Notwithstanding the success or failure of our efforts, since our inception PACA has gone door to door, community forum by community forum etc., trying to organize the working class of our people. This is why our initial position papers focus mostly on procedural vision of taking power over police. They are meant for our people not for movement spaces where we theorize. There is nothing wrong with theorizing, as long as it is connected to the test of practice. That is the dialectical and historical materialist basis of CCOP. In the community the masses are not concerned with the theoretical soundness of the concept. A few exercises we've done are visioning exercises, where the people are given scenarios related to securing public safety and are asked to come up with programs to address it. Every time the people come up with remarkable solutions that include prevention and root cause solutions. They also hit us with hard scenarios asking what we would do in situations that involve immediate lethal violence. These things teach us. We learn with the people.

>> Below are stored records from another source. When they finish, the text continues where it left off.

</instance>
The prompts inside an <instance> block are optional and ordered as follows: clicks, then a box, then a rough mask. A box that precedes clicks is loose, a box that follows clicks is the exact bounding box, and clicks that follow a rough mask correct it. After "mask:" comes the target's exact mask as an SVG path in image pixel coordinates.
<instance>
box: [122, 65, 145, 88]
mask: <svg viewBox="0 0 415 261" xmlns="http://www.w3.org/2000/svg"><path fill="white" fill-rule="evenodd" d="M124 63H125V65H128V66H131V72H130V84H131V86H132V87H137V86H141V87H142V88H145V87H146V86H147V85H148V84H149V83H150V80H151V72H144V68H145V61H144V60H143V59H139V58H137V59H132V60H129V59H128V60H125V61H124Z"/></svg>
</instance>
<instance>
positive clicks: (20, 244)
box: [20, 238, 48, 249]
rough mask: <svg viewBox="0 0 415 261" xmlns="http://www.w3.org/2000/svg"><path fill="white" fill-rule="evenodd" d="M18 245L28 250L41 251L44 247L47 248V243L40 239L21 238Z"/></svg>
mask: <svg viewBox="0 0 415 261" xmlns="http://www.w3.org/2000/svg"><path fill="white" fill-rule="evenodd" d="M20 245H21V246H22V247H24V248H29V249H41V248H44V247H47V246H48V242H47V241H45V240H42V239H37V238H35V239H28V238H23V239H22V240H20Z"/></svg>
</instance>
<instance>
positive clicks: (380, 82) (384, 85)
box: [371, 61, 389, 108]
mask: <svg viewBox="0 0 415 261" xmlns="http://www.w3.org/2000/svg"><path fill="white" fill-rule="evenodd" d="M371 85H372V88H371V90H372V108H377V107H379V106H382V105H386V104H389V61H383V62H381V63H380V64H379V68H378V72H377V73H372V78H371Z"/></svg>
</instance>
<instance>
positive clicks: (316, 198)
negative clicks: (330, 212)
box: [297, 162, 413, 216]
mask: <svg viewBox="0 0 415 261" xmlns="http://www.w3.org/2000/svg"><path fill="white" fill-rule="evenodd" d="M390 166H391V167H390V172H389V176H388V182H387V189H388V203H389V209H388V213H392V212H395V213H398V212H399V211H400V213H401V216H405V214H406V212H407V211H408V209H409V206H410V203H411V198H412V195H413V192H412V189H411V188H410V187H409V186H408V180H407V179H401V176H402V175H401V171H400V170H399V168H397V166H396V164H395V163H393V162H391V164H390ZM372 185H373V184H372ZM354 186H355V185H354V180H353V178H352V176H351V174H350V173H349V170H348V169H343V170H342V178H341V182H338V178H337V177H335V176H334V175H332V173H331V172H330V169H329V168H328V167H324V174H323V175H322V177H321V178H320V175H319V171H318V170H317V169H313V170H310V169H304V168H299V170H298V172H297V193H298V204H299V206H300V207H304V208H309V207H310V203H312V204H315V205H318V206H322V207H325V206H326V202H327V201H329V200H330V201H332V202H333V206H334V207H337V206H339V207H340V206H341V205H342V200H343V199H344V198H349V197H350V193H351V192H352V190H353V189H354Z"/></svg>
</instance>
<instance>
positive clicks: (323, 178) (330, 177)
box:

“CCOP strategy is to circumvent the power of mayors and police chiefs.”
No one can possibly know exactly how real community control will look in practice. We will learn it with the people as we attempt to build it. The ballot initiative and the Civilian Police Control Board are the least significant aspect of the CCOP campaign but they are given the most attention by those debating it against defund and abolish. We in PACA will take some responsibility for that. But we all should be working together to build mass permanent organization with one another. Whether defund police, abolish police or CCOP, if the ultimate goal is not to abolish the capitalist, imperialist settler state with poor working class mass based organization at the center, then we are all arguing in a vacuum.
Netfa Freeman is an organizer in Pan-African Community Action (PACA) and on the Coordinating Committee of the Black Alliance for Peace. And is also co-host/producer of the WPFW radio show and podcast Voices With Vision.